Ruedi Baur : Nous, les voyants, avons la capacité d’anticiper une information à distance. Cet élément acoustique permet de mettre tout le monde dans la même condition, de pouvoir, à distance, avant d’arriver à un point de décision, avoir l’information. Ce système ne marche pas tout seul, il y a besoin de bandes tactiles au sol et d’autres outils d’accompagnement.
Sylvain Denoncin : Aujourd’hui, on travaille sur des systèmes de géolocalisation indoor avec ces dispositifs là. Ce qui est intéressant, c’est de dire « je suis ici, je veux aller à tel endroit » et d’avoir une information intermodale sur une seule application qui gère les ruptures, qui me réoriente si jamais il y a un métro en panne etc. Ces technologies, c’est de la signalétique embarquée, avec cette dimension accessible pour que les personnes qui ont les plus grosses problématiques de mobilité soient dans l’usage le plus simple. D’un point de vue design la dimension interface homme/ machine, ergonomie soft est aujourd’hui fondamentale dans notre métier.
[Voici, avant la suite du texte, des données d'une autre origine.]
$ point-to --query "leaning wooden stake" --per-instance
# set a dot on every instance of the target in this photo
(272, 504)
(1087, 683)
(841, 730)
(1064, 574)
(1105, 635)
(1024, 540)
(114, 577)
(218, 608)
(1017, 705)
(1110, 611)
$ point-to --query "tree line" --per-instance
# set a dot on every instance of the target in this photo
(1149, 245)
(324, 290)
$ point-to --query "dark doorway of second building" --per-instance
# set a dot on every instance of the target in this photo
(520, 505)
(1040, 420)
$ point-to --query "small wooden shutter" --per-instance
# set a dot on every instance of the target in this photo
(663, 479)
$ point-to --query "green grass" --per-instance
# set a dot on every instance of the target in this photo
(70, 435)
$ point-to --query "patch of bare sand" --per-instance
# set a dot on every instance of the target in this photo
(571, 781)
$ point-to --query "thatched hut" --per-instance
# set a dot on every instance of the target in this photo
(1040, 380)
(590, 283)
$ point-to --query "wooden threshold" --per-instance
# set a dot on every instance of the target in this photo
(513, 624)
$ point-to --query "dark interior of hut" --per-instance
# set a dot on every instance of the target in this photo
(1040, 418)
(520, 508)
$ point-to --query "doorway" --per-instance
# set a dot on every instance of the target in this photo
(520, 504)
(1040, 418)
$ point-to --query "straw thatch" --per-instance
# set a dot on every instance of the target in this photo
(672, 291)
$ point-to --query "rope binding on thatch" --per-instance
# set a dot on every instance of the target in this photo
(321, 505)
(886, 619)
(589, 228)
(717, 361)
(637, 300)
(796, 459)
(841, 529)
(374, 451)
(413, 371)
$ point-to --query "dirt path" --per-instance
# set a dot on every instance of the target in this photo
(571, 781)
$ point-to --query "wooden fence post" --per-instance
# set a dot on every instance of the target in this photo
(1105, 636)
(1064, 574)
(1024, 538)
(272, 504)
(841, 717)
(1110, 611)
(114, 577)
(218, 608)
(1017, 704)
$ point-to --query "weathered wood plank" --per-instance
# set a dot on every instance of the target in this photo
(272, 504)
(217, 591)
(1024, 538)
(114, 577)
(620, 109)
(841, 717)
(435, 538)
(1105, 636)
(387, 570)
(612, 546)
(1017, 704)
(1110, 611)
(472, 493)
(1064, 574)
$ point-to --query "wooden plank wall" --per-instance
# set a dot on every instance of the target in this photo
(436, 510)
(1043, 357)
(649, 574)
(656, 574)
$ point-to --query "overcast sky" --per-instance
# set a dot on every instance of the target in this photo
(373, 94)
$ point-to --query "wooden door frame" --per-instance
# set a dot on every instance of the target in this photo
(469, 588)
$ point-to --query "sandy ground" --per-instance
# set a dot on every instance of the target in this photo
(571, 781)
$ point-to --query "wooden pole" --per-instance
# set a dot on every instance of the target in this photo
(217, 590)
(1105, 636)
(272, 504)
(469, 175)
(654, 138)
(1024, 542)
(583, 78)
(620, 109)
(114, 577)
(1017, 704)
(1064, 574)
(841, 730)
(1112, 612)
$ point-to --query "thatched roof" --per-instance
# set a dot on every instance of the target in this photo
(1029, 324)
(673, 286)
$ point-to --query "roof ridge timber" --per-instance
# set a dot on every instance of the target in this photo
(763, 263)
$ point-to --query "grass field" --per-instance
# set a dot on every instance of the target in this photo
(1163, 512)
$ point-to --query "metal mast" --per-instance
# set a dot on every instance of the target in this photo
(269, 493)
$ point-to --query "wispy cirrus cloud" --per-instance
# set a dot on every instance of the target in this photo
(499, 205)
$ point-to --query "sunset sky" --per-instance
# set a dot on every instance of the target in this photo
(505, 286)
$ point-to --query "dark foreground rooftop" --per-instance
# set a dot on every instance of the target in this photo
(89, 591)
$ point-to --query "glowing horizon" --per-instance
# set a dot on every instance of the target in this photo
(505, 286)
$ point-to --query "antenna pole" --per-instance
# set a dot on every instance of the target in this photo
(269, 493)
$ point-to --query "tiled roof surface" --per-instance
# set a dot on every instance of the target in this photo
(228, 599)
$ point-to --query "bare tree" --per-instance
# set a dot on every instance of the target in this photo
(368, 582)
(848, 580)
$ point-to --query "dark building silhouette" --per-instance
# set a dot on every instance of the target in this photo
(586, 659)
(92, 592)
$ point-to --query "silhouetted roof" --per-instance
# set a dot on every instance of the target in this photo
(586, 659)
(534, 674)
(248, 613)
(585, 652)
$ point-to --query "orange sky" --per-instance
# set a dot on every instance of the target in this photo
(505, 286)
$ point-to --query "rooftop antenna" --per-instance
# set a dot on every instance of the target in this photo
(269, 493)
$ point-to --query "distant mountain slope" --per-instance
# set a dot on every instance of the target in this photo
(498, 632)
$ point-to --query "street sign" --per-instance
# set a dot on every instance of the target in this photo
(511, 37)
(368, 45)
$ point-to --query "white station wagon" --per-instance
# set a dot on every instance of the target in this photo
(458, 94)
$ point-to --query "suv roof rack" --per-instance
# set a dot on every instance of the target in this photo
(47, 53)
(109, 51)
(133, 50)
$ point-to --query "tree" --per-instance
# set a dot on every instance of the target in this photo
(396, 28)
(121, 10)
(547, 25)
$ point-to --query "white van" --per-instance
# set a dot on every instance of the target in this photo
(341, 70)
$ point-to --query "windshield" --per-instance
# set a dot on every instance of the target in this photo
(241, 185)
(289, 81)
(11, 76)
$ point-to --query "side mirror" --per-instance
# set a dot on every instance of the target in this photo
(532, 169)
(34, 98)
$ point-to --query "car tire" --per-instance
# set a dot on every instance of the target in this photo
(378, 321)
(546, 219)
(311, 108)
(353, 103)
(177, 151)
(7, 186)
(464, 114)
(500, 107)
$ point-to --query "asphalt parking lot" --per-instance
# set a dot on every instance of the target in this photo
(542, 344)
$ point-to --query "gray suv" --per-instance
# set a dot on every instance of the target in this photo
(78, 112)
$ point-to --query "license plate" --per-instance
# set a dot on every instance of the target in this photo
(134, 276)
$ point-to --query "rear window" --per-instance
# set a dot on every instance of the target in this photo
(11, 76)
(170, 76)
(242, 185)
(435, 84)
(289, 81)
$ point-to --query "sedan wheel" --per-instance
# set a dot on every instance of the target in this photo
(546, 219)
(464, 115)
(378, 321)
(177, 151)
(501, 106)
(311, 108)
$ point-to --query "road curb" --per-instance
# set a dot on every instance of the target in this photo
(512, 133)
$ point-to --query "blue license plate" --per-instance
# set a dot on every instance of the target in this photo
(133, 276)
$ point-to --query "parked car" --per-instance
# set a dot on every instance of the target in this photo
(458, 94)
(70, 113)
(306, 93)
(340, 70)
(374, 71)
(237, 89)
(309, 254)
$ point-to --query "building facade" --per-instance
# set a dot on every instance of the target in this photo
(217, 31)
– Quel avenir pour la signalétique face à l’avènement de toutes ces technologies ?
Ruedi Baur : Je ne vois pas du tout ces technologies comme un danger. On pourrait penser, comme avec les cabines téléphoniques, que quand on a son portable on n’en a plus besoin. Or, je pense que c’est à nous de montrer en quoi cette complémentarité est nécessaire. On a des moments où on a envie de sortir le portable et d’autres où on aimerait bien pouvoir exister sans. Il faut revenir à l’élément essentiel, là où on est plus qualitatif que l’électronique, ou complémentaire. La question, il me semble, c’est bien ce jeu de complémentarité entre l’objet transporté, l’objet interactif in situ et le durable. Il faut arriver à mettre en scène la différence entre une information qui est là pour longtemps, une information qui va se transformer d’un mois à un autre, ou une information qui peut se transformer à tout moment. Il faut dépasser l’aspect fonctionnel de la signalétique pour donner à lire la ville. Par exemple, il peut s’agir de nous faire choisir un chemin plus long mais plus agréable. C’est toute cette question de la qualité qui est au coeur de la ville connectée. L’information qu’on va recevoir va être une information beaucoup plus choisie, dans le meilleur des cas, que celle qu’on a aujourd’hui. C’est une sorte de signalétique individualisée avec une confirmation in situ, avoir après le navigateur une petite plaque qui dit qu’on est en effet à la bonne rue.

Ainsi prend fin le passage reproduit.